LiteX.co.id, Luwu – Polres Luwu menegaskan bahwa penegakan hukum dalam kasus yang melibatkan mantan Kepala Desa Rante Balla, Etik Polobuntu, telah berjalan sesuai prosedur.
Hal ini ditegaskan setelah Pengadilan Negeri Makassar secara resmi menolak permohonan praperadilan yang diajukan pihak pemohon.
Sidang dengan nomor perkara 23/Pid.Pra/2025/PN Mks tersebut dipimpin oleh Hakim Tunggal Haris Tewa dan Panitera Pengganti Kristian Sianus, yang dalam amar putusannya menyatakan bahwa permohonan praperadilan tidak dapat diterima. Seluruh biaya perkara dibebankan kepada pemohon.
Menanggapi putusan tersebut, Kasat Reskrim Polres Luwu, AKP Jody Dharma, menegaskan bahwa proses penetapan tersangka terhadap Etik Polobuntu telah sah secara hukum, dan penyidikan akan dilanjutkan secara profesional dan transparan.

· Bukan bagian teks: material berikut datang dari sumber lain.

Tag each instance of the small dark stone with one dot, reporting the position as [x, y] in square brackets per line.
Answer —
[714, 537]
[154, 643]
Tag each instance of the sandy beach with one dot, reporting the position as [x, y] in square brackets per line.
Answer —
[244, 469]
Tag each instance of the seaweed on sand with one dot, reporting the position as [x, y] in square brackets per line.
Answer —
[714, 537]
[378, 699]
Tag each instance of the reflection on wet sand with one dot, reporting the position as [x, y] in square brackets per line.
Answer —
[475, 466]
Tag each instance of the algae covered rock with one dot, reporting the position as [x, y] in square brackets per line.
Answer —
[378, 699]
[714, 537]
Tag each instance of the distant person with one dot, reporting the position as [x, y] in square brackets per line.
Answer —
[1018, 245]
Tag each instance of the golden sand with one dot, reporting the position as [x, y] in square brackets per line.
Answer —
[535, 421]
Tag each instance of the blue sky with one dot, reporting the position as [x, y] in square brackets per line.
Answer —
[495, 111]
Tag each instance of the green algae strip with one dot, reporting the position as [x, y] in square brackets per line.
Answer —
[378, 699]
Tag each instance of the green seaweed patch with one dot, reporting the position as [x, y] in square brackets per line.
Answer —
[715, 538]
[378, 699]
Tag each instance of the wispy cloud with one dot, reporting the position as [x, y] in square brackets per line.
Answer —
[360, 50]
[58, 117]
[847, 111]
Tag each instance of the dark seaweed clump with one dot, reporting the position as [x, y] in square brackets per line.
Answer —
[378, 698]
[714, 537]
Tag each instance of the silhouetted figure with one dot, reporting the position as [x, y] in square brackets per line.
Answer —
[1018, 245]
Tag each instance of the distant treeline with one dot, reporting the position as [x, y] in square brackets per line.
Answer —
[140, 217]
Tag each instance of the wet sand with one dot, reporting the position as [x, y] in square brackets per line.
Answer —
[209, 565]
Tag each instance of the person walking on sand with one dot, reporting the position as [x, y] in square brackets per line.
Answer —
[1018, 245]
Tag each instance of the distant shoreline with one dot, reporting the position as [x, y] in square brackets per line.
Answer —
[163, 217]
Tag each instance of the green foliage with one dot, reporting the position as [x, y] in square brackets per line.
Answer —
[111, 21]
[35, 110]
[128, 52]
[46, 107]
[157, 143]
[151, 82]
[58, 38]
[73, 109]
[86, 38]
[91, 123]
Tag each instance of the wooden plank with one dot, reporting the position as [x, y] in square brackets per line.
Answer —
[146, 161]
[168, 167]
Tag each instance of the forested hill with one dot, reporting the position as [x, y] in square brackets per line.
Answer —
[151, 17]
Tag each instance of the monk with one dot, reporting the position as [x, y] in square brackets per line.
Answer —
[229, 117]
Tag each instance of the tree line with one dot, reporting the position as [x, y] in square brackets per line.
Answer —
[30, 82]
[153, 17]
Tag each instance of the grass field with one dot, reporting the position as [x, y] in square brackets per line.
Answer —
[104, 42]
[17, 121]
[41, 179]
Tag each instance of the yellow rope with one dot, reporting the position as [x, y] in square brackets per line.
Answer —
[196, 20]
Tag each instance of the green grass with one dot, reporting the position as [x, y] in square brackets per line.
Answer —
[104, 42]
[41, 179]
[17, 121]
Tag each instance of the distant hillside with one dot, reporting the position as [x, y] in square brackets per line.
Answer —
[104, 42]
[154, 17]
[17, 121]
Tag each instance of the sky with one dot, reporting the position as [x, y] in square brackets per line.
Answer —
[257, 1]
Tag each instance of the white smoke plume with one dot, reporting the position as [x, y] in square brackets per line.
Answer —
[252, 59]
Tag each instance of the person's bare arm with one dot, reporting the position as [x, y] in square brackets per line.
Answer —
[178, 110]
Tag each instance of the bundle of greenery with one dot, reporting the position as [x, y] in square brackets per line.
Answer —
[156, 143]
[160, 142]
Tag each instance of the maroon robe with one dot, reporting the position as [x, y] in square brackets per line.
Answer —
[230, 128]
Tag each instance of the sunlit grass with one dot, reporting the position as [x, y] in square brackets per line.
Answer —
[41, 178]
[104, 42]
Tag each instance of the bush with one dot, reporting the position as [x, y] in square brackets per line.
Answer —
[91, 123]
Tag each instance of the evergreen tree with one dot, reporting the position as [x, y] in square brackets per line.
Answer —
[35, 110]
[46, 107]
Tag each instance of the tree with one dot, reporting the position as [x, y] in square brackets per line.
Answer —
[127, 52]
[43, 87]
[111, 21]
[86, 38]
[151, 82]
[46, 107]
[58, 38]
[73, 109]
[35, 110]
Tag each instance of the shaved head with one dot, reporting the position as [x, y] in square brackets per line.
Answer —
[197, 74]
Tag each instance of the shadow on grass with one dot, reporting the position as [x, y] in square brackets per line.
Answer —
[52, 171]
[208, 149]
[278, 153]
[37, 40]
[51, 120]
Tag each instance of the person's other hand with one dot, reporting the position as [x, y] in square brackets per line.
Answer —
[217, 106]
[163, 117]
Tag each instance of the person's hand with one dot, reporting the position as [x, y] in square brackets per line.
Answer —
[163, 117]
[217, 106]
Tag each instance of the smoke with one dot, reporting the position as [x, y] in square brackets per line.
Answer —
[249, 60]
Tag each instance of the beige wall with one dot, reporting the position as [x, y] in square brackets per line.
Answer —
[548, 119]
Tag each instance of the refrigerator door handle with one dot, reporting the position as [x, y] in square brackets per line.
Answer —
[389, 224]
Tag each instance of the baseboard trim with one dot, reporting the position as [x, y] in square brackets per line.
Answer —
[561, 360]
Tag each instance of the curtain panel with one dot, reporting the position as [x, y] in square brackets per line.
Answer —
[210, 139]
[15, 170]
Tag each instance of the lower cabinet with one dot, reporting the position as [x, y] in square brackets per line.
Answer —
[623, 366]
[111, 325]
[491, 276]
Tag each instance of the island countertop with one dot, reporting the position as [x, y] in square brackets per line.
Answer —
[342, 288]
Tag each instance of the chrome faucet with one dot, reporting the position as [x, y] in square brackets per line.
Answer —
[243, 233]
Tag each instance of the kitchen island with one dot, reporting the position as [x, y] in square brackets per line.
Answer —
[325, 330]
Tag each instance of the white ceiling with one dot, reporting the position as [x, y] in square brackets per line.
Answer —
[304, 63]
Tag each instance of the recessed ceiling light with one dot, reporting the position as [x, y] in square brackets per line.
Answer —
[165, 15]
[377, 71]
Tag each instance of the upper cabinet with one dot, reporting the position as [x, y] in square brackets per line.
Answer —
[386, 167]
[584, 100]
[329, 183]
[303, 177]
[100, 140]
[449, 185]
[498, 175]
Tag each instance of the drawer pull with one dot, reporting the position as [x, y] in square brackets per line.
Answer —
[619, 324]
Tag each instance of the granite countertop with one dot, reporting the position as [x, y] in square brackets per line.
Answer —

“Kami mengimbau kepada saudara Etik agar segera bersikap kooperatif dan menyerahkan diri. Saat ini yang bersangkutan telah masuk dalam Daftar Pencarian Orang (DPO), dan proses penegakan hukum akan terus berjalan sesuai ketentuan,” ujar Jody pada Senin (21/07/2025).
Polres Luwu juga mengingatkan masyarakat untuk tidak menghalangi proses hukum.
Tindakan menyembunyikan atau melindungi DPO dapat dikenai sanksi pidana sesuai Pasal 221 KUHP tentang perintangan penyidikan (obstruction of justice).
Sidang praperadilan yang berlangsung dari Senin (14/07/2025) hingga Jumat (18/07/2025) berjalan dalam situasi yang aman dan kondusif.
Polres Luwu menyampaikan apresiasi kepada semua pihak, termasuk media yang telah memberitakan proses ini secara objektif dan berimbang.
“Kami percaya bahwa penegakan hukum adalah tanggung jawab bersama. Polres Luwu berkomitmen menjunjung tinggi asas keadilan dan transparansi. Mari kita dukung proses hukum ini demi kepastian hukum yang adil,” tutup Jody.
Sebagai tambahan informasi, permohonan praperadilan yang diajukan oleh Etik Polobuntu pada Jumat (04/07/2025) dinyatakan tidak dapat diterima berdasarkan Surat Edaran Mahkamah Agung (SEMA) No. 1 Tahun 2018, yang menyebutkan bahwa tersangka dengan status buron (DPO) tidak memiliki kewenangan hukum untuk mengajukan praperadilan.
Polres Luwu memastikan tetap profesional dalam menangani perkara ini dan mengajak masyarakat untuk mempercayai proses hukum yang berlaku.